2024 Digital Therapeutics Alliance Summit: A Patient Perspective

This blog was written by Angela White, a patient advocate who attended the 2024 Digital Therapeutics Alliance Summit.

Exactly four weeks after discovering what I had assumed to be “digital therapeutics” (DTx) were just digital tools, I found myself entering the 2024 Digital Therapeutics Alliance Summit, preparing to offer insights as a panelist and patient advocate—despite my relatively nascent understanding. To say I felt overwhelmed and a bit intimidated would be accurate, so much so that I had written to make sure the organizers understood my lack of personal experience with DTx, despite my enthusiasm for potentially incorporating them into patient care across different conditions.

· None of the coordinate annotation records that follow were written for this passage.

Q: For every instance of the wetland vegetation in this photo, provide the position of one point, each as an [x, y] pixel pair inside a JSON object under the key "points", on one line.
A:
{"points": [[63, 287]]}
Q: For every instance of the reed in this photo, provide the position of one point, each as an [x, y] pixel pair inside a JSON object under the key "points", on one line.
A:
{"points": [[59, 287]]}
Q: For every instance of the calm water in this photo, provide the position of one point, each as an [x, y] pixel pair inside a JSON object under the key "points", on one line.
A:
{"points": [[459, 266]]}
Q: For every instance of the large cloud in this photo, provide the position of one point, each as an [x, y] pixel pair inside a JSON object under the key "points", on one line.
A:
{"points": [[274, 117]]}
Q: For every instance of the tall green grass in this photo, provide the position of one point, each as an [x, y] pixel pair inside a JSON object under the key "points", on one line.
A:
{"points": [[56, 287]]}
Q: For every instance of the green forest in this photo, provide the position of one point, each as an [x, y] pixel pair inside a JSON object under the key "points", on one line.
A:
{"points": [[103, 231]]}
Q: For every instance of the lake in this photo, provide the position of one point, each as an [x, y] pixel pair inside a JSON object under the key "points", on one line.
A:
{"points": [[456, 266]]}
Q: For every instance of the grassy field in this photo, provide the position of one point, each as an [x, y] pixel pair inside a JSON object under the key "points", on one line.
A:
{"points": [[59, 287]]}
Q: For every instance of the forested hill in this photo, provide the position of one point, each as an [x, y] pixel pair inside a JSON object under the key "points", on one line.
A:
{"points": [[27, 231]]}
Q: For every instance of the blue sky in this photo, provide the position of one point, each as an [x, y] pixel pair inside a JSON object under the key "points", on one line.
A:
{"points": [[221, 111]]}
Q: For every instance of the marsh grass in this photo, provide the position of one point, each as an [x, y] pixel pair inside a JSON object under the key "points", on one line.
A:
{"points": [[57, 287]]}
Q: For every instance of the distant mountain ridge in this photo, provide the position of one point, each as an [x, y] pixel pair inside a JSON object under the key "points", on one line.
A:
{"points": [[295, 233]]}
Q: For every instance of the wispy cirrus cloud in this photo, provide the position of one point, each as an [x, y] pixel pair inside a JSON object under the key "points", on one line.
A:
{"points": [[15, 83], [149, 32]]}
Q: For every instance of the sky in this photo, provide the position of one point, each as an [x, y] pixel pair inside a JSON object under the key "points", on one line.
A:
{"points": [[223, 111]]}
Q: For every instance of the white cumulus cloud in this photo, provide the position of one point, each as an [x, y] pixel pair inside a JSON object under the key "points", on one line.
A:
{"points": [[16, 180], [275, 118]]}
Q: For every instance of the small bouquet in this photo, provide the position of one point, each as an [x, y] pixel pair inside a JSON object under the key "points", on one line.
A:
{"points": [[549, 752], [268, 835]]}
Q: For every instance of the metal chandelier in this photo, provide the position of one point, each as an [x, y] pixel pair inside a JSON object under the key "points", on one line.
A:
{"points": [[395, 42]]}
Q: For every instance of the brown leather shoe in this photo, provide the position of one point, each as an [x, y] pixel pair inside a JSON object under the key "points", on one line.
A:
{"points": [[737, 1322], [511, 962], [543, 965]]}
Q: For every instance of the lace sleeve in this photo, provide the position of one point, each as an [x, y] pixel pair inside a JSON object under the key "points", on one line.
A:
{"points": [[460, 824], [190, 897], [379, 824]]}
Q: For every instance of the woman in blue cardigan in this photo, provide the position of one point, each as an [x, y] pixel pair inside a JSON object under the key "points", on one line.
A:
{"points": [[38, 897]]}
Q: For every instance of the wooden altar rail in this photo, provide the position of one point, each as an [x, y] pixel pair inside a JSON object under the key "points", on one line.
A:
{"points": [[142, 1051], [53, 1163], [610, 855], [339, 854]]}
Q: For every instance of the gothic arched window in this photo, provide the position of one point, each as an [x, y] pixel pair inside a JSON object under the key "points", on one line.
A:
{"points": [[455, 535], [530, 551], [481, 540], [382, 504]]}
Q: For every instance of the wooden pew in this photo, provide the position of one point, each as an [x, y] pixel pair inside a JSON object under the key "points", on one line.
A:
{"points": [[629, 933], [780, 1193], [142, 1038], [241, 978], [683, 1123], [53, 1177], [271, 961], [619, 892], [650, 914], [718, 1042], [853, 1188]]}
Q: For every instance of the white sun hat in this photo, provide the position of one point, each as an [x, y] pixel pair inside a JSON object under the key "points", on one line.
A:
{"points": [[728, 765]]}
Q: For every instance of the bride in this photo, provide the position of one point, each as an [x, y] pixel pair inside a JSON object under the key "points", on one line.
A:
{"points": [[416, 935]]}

Immediately after learning about all that DTx includes, I did a deep dive into the topic, reviewing the Digital Therapeutics Alliance (DTA) website and searching academic journals— specifically those related to conditions with which I live. The DTA website proved illuminating. The academic journals proved scant. Yet, despite the dearth of DTx references in these journals, I realized that the field held great promise, particularly for complex, chronic, and progressive conditions. Living with multiple sclerosis (MS), I thought if I could see the potential for integrating DTx into the care relationship and communicate it effectively, then the lives of the more than 2.8 million people living with MS globally could improve.

Since many of the changes that occur with MS are subtle, occurring at a pace and level that are often not detectable by clinical examination, especially one that happens annually or biannually,
having a way to detect, assess, and mitigate these changes outside of clinic visits would be of immense benefit. They could also allow for more personalized treatment for this heterogeneous
group, as well as for many other patient populations that do not have a one-size-fits-all approach to treatment and care.

So, it was with this mindset that I attended and listened to presentations from various stakeholder groups:

• Policymakers and legislators outlined the steps that had been taken already to support the creation, authorization, use, and reimbursement of digital therapeutics. They also discussed additional steps needed to further support these efforts, including revisiting and revising outdated Medicare structuring and categories to keep pace with the technological advances that have been made since these frameworks were established first.
• Health plan representatives discussed ways to ease integration of DTx into clinical use ensuring that this is done in a manner that addresses health equity concerns. They also reviewed how PBMs could promote DTx adoption for underserved populations.
• Reimbursement for DTx faces many challenges in the healthcare and payor systems. DTx companies explored alternative revenue pathways ensuring a return on investment that
  can be utilized to lead and innovate in the DTx field.
• When it came time for me to engage as a patient advocate for a workshop on Clinician and Patient Education, I was feeling so excited and inspired by all that had transpired already at the Summit that the overwhelm and intimidation I’d felt earlier had evaporated. Stakeholders from industry, advocacy groups, clinicians, and I joined together to talk about ways to advance educational efforts so that both clinicians and patients would understand DTx and be prepared to adopt their use moving forward.
• I hope it’s obvious from these synopses that a keyword to describe the 2024 DTA Summit is “collaboration”. At every point through the entire Summit, it was apparent that everyone in
  attendance understood that collaboration with and engagement of every stakeholder group represented would be required to ensure adoption of DTx on a scale that would prove meaningful. Whether asking questions, networking with other attendees and speakers, or soaking up the insights and wisdom shared by others, I felt as if I was an integral part of the proceedings, and my voice and perspective were sought out and welcomed, before, during, and after the Summit.

As one who by nature is curious—and does not shy away from expressing my opinion—I left the Summit more committed to continuing to explore digital therapeutics and encouraging the
engagement of patient advocates as a central and necessary part of the digital therapeutics landscape. Why this commitment to centrality? It’s simple. Understanding patient populations, their needs, and what supports or hinders adoption and engagement with digital therapeutics (DTx) is essential. Without this insight, even the best intentions of industry developers may fall short in enhancing quality of life or effectively managing chronic conditions. While many developers are driven by both professional and personal motivations, these efforts must align with the real-world challenges patients face to truly succeed. Thankfully, DTA and their members recognize this and are inviting patients like me to be part of this collaborative engagement model. I’m already looking forward to the 2025 DTA Summit!